For nearly two years, legislators have known that a “fiscal cliff,” the point at which temporary revenue would expire, was on the horizon. The cliff is a result of the legislature approving short-term revenue measures without passing long-term reforms that provide stability and predictability to the state. After six legislative sessions, no real reform measure has made its way to the governor’s desk. As Gov. Edwards says, “you shouldn’t have to dangle your toes off the cliff to know it’s there.”
In 2016, the legislature created a bipartisan task force of elected officials, community and business leaders, and economists who set out to study the state’s budget practices and tax structure. Over the course of the year, the task force spent more than 120 hours examining the state’s finances before submitting a list of reasonable and responsible recommendations to the legislature.

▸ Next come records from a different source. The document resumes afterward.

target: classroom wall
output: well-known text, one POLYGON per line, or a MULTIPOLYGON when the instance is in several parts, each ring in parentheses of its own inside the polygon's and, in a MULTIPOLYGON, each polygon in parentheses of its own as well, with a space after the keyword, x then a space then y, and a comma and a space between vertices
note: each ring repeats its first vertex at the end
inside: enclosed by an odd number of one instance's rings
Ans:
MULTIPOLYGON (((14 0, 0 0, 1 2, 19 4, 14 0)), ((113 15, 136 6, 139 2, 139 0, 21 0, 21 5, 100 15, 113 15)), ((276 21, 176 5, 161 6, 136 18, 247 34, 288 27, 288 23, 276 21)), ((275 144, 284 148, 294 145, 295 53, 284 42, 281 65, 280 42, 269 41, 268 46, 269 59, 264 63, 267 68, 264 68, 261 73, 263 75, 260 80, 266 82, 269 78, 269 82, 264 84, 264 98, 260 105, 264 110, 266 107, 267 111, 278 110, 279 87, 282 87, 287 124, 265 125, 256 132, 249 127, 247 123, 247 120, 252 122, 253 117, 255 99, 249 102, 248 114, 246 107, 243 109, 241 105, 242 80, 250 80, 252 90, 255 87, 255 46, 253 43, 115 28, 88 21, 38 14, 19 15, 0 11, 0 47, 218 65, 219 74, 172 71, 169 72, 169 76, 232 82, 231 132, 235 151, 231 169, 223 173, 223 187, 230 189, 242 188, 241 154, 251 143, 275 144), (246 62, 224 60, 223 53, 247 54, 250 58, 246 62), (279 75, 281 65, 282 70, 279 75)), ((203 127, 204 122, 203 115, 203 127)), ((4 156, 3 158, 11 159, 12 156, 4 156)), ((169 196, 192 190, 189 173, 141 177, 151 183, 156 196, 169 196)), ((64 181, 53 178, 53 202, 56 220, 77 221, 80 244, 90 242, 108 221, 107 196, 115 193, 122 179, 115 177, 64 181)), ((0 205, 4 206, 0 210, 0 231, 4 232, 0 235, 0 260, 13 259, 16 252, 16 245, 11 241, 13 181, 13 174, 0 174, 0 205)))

After traveling the state from the summer of 2017 through the fall of 2017, Gov. Edwards submitted a detailed plan to address the fiscal cliff that mirrored the recommendations of this bipartisan task force. The release of the plan was meant to jumpstart negotiations with House members who routinely stand in the way of real reform. Despite having spent the months following the 2017 legislative sessions engaged in their own closed door meetings around the state and publicly stating they would engage in this process, House members still have not put forth a plan of their own. With the deadline to call a special session quickly approaching and House members seemingly only interested in playing politics, the people of Louisiana should demand answers to important questions such as:
- How do House Republicans propose we do to avoid the fiscal cliff?
- If they aren’t satisfied with Gov. Edwards’ plan, will they submit a plan of their own?
- Without action from the legislature, $1 billion of the state’s $3 billion in discretionary spending will have to be cut before July 1, 2018. Are the people of Louisiana to assume that, given the lack of alternative plan offered to avoid the fiscal cliff, the House Republican plan is to have us go over the cliff? If so, what specific cuts are these House members willing to impose on the people of Louisiana if they will not replace the revenue we’re losing?
Look how far we’ve come since the first special session in 2016, when the governor and lawmakers grappled with a $2 billion shortfall left over from the previous administration:
- Unemployment is at 4.7% – its lowest point since May 2008
- Higher education avoided being cut for the first time in a decade, and more importantly, we’re seeing dramatic increases in the number admissions requests for our universities and technical colleges for next fall.
- The last fiscal year ended with a budget surplus of more than $120 million, and for the first time in at least eight years, the state has not faced any mid-year budget cuts.